Yes, i used dpdk-devbind.py to bind vfio device. Regarding the Multus error, patch have been merged on Aug 18 - https://github.com/Mirantis/virtlet/pull/891 You can use virtlet image with tag as latest

leyao-daily commented 4 years ago

@hemanthnakkina Thanks, and how to you configure the sriov in vm yaml, is it same with a pod? Can I see it?

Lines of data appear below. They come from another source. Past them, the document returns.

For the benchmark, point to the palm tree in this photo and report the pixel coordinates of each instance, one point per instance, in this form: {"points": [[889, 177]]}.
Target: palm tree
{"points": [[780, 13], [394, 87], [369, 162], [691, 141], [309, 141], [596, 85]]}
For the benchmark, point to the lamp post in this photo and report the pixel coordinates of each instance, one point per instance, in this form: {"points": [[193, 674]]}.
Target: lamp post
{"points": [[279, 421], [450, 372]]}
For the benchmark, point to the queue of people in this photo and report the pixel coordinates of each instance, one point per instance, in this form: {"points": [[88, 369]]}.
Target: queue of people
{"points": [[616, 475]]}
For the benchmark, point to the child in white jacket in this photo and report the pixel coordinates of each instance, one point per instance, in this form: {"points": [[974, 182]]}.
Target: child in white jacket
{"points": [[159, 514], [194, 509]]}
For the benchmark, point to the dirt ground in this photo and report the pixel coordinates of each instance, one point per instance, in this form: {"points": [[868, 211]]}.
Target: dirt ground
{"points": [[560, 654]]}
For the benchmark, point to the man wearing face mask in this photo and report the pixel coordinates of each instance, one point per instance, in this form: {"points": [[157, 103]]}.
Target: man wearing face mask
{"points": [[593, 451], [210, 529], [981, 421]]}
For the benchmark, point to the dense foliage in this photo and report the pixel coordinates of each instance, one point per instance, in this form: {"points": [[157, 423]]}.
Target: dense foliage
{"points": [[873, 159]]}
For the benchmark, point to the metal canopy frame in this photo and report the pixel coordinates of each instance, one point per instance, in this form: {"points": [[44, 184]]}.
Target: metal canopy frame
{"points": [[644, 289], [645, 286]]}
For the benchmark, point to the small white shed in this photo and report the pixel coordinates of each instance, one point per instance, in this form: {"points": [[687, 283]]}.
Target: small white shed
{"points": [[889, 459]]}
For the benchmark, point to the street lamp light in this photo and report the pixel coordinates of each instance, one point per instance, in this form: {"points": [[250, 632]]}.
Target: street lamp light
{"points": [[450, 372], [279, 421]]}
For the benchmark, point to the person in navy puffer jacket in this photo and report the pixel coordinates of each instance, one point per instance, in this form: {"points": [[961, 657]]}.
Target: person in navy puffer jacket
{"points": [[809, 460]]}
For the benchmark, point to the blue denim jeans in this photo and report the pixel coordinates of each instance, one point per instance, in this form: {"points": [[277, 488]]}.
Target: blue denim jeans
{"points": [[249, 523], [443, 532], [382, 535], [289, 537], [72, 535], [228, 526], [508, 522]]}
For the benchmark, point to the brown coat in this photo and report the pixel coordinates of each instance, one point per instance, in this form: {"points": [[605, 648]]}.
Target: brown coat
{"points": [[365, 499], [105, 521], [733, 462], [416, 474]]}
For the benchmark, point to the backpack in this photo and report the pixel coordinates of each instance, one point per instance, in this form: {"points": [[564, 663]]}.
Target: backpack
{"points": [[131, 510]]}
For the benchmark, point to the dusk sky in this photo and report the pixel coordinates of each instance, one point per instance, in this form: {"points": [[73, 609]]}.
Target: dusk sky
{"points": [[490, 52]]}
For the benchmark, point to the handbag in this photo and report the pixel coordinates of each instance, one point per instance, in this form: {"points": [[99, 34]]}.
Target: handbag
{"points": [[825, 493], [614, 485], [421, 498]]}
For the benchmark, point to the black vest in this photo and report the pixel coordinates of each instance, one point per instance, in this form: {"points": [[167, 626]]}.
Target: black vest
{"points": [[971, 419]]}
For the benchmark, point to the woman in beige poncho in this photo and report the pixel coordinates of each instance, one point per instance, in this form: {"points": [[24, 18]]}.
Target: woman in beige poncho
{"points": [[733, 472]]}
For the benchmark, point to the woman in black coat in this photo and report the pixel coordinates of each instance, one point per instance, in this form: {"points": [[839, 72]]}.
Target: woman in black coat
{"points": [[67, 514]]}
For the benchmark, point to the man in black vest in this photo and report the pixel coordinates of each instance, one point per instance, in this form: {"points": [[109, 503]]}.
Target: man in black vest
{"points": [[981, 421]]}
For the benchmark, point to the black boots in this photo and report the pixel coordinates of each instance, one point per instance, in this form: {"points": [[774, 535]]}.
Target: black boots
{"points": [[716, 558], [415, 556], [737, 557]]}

leyao-daily commented 4 years ago

@hemanthnakkina It's my vm pod yaml:

apiVersion: v1
kind: Pod
metadata:
  name: cirros-vm
  annotations:
    k8s.v1.cni.cncf.io/networks: sriovnet
    # This tells CRI Proxy that this pod belongs to Virtlet runtime
    kubernetes.io/target-runtime: virtlet.cloud
    # inject ssh keys via cloud-init
    VirtletSSHKeys: |
      ssh-rsa AAAAB3NzaC1yc2EAAAADAQABAAABAQCaJEcFDXEK2ZbX0ZLS1EIYFZRbDAcRfuVjpstSc0De8+sV1aiu+dePxdkuDRwqFtCyk6dEZkssjOkBXtri00MECLkir6FcH3kKOJtbJ6vy3uaJc9w1ERo+wyl6SkAh/+JTJkp7QRXj8oylW5E20LsbnA/dIwWzAF51PPwF7A7FtNg9DnwPqMkxFo1Th/buOMKbP5ZA1mmNNtmzbMpMfJATvVyiv3ccsSJKOiyQr6UG+j7sc/7jMVz5Xk34Vd0l8GwcB0334MchHckmqDB142h/NCWTr8oLakDNvkfC1YneAfAO41hDkUbxPtVBG5M/o7P4fxoqiHEX+ZLfRxDtHB53 me@localhost
spec:
  # This nodeSelector specification tells Kubernetes to run this
  # pod only on the nodes that have extraRuntime=virtlet label.
  # This label is used by Virtlet DaemonSet to select nodes
  # that must have Virtlet runtime
  nodeSelector:
    extraRuntime: virtlet

  containers:
  - name: cirros-vm
    # This specifies the image to use.
    # virtlet.cloud/ prefix is used by CRI proxy, the remaining part
    # of the image name is prepended with https:// and used to download the image
    image: virtlet.cloud/cirros
    imagePullPolicy: IfNotPresent
    # tty and stdin required for `kubectl attach -t` to work
    tty: true
    stdin: true
    resources:
      requests:
        intel.com/intel_sriov: '1'
      limits:
        intel.com/intel_sriov: '1'
hemanthnakkina-zz commented 4 years ago

Seems good. I usually have my nad definition in kube-system namespace and so my annotation looks like k8s.v1.cni.cncf.io/networks: kube-system/sriov-net1

If you have further issues, look at multus logs.